As a product thinker, your intent is to provide real value and delight customers by delivering meaningful solutions.
There is a saying “Product thinking is a mindset, Think about the product, not about the features.”
In the end, it is not the design or the functions that make or break a great user experience. It is the product’s ability to solve a problem.
The 5W1H model has no specific order in general, it’s an iterative cyclic process. But to better understand the problem asks questions like-
Who faces the problem?
Why do they face the problem?
When do they face the problem?
What is the nature of the problem for different user personas?
Where exactly the problem is triggered?
Answering these questions helps you shape the product in a more effective way. This also helps the UI/UX designers in wireframing the solutions, and in accepting/rejecting feature requests from users.
For example, some people tend to bite their nails with their teeth. A user may request dentures with blades. Lol. You never know. But if you really understand the problem that a user is trying to solve, maybe you could suggest a nail clipper for a better CX.
One common misconception is that product thinking is all about problem-solving for the users. Nope. It goes beyond problem-solving. As displayed in the Venn diagram, product thinking is finding that common ground where users, business, and tech co-exists. Product thinking is ensuring that the problem is being solved, there is a viable business model, and the customer has desirability to reuse the solution.
Some client seeks perfection in the first build with maximum features but in reality, it doesn’t work like that. Once your product is in the market, listen to your customer’s feedback and iteratively improve the product and enhance existing features or add new ones if required.
Isn’t product thinking & design thinking the same?

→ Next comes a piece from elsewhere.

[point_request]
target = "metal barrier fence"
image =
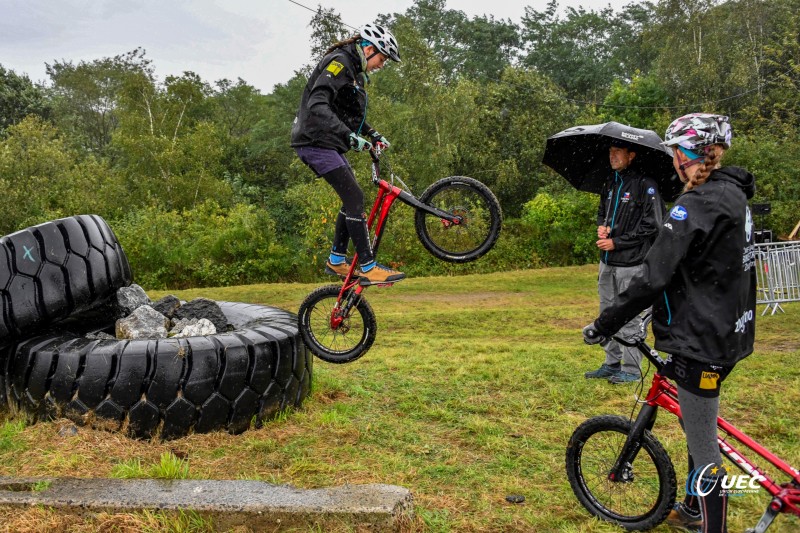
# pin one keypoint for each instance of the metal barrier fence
(778, 270)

Nope. Yes, there are a few overlapping elements in both processes but fundamentally Design Thinking is something product thinkers use to discharge their responsibilities.

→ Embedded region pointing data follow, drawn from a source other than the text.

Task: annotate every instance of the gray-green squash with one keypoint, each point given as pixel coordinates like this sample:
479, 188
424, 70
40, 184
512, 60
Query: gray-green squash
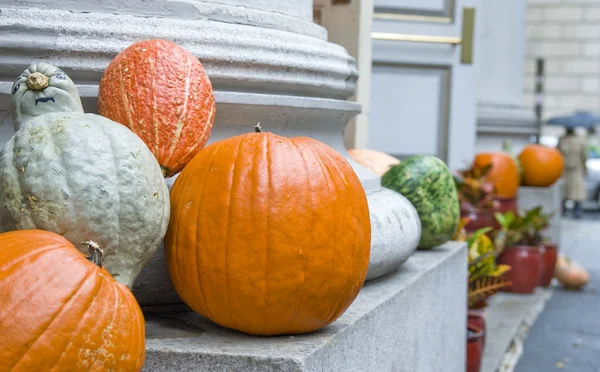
42, 89
82, 176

We have covered design thinking in detail in our insights. In addition to the outcomes of design thinking, product thinking is also involved with –
- Devising mechanisms to optimize the customer’s lifetime value
- Enabling businesses to flexibly price their products
- Gain competitive advantage
- Drive product-led growth
- Build monopoly with product
Before diving into the design phase we need to visualize the product backed by the data, and all the aforementioned points, so that we have clarity on what we are buildings and why?
Once the goals are clear we can design/develop the features with simple UI/UX such that even if a casual user uses your product, s/he is able to navigate without much difficulty and understand its core functionality. That’s when your product is more likely to be successful.
A product’s user experience is one of its USPs. But its core existence is for a purpose that fulfills a need or solves a problem that people have. Solving the problem becomes meaningful and provides value to the users. If the problem is non-existent, or the solution doesn’t fit the problem, the product becomes meaningless and people won’t use the product; which in turn leads to the downfall of the product. Wrong solutions can be fixed but solving a non-existent problem…IDK.
Key questions that help in effective product thinking.
What is the problem?
Why solve this problem?
What are the competitive advantages/disadvantages of our product?
What is the USP of our product?
How will it be implemented?
“It’s easy to develop complex products but it’s difficult to develop simple products.”
- First try to understand the problem/needs in the market and come up with solution.
- Prefer simple and delightful user experience over-complicated and frustrating UI
- Make continuous improvement based on the feedback received by customers over seeking perfection on the first attempt.